When a framework has a prominent /skills folder, it becomes the default answer to everything. Need to handle a new task? Write a skill. Agent producing inconsistent output? Write a better skill. Complex multi-step workflow? Chain three skills together. The /skills become the golden hammer, and every problem starts looking like a nail.

Meanwhile, approaches that would actually work better for the problem at hand get ignored. Research on few-shot prompting shows that for formatting, classification, and pattern-matching tasks, a handful of well-chosen examples in the prompt can steer model behavior more effectively than lengthy procedural instructions — though for complex reasoning tasks, the picture is different and more structured guidance helps. Sometimes the answer is a short script that does the job deterministically, instead of wasting tokens with a prompt that might get the math wrong. Sometimes a state machine controlling the flow through code is safer than letting an agent reason its way through a sequence.

The irony is that the more skills you load into an agent, the worse it actually performs. Research on skill selection shows that accuracy degrades non-linearly as library size grows, following a phase transition: performance stays high below a critical threshold, then drops sharply. A recent benchmark studying skill utility under realistic conditions found that performance gains from skills degrade consistently as settings become more challenging, with pass rates approaching no-skill baselines in the hardest scenarios.

Beyond playbooks

Step-by-step instructions for how to execute something are useful for consistency and reliability. But it’s one shape among many. An ontology teaches the agent how your domain works — relationships, terminology and logic — so the agent can extract the knowledge from the information. A golden set gives it examples of what good output looks like, so it matches your style and quality bar without needing to be told the rules. An anti-pattern catalog teaches it what to avoid, so it doesn’t repeat historical mistakes. A decision tree gives it diagnostic structure for faster problem-solving. Metacognitive instructions teach the agent how to regulate its own reasoning — when to stop, when to ask, when to doubt itself.

There are more, and the right ones depend on your project.
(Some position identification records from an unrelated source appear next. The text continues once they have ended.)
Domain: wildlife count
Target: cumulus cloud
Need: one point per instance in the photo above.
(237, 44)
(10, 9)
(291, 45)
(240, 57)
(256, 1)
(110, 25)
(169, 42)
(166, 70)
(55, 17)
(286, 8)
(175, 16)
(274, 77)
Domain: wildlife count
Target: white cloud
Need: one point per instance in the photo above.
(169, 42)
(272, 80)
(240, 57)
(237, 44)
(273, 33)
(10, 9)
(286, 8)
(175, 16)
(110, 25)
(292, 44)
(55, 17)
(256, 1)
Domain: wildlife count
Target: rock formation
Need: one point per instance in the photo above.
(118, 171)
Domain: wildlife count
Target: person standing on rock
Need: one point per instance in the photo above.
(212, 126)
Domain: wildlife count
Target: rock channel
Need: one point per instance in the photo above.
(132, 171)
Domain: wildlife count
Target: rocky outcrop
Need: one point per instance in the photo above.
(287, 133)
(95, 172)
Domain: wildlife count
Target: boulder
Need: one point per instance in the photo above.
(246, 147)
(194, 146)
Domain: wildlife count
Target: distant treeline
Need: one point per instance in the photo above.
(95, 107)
When “skill” becomes the default primitive, all of these get flattened into playbooks. You end up writing step-by-step instructions for things that would be better expressed as examples, or cramming domain knowledge into a suboptimal procedural format. Promoting one pattern to a special status downgrades the rest.

Keep it simple

So what do these knowledge patterns actually need? Progressive disclosure and plain Markdown.

Write your playbooks, ontologies, golden sets — whatever pattern fits — as documentation. Write an index that describes what each file does. Point your agent to the index at boot time via whatever config file it supports. It can even be nested, even cyclic.

Your knowledge files work everywhere now. Claude, Codex, Copilot, or any other player. They can all read Markdown. No vendor lock-in.

And distribution gets simpler too. Since your knowledge is plain files, it travels through the same channels your code already uses. It can be either a shared Git repo referenced as a submodule across projects, an npm or pip package that bundles knowledge files alongside code, version-locked so they update together; or a shared folder in a monorepo. You can even serve them through MCP resources, which — despite their limitations — have one decisive advantage: they’re a standard, and they don’t require terminal access. Terminal access raises security considerations that matter in enterprise settings, and plenty of agents don’t support it.

What you lose

You do lose one thing: the /do-that-thing shortcut. Direct invocation by name, which is a real convenience.

However MCP prompts can give you the same thing. And if you still want skill files in a framework that supports them, write thin ones — three lines of config that point to the shared Markdown file. The skill becomes simple bookmark. The knowledge stays portable, and the substance lives in plain text where any agent can reach it.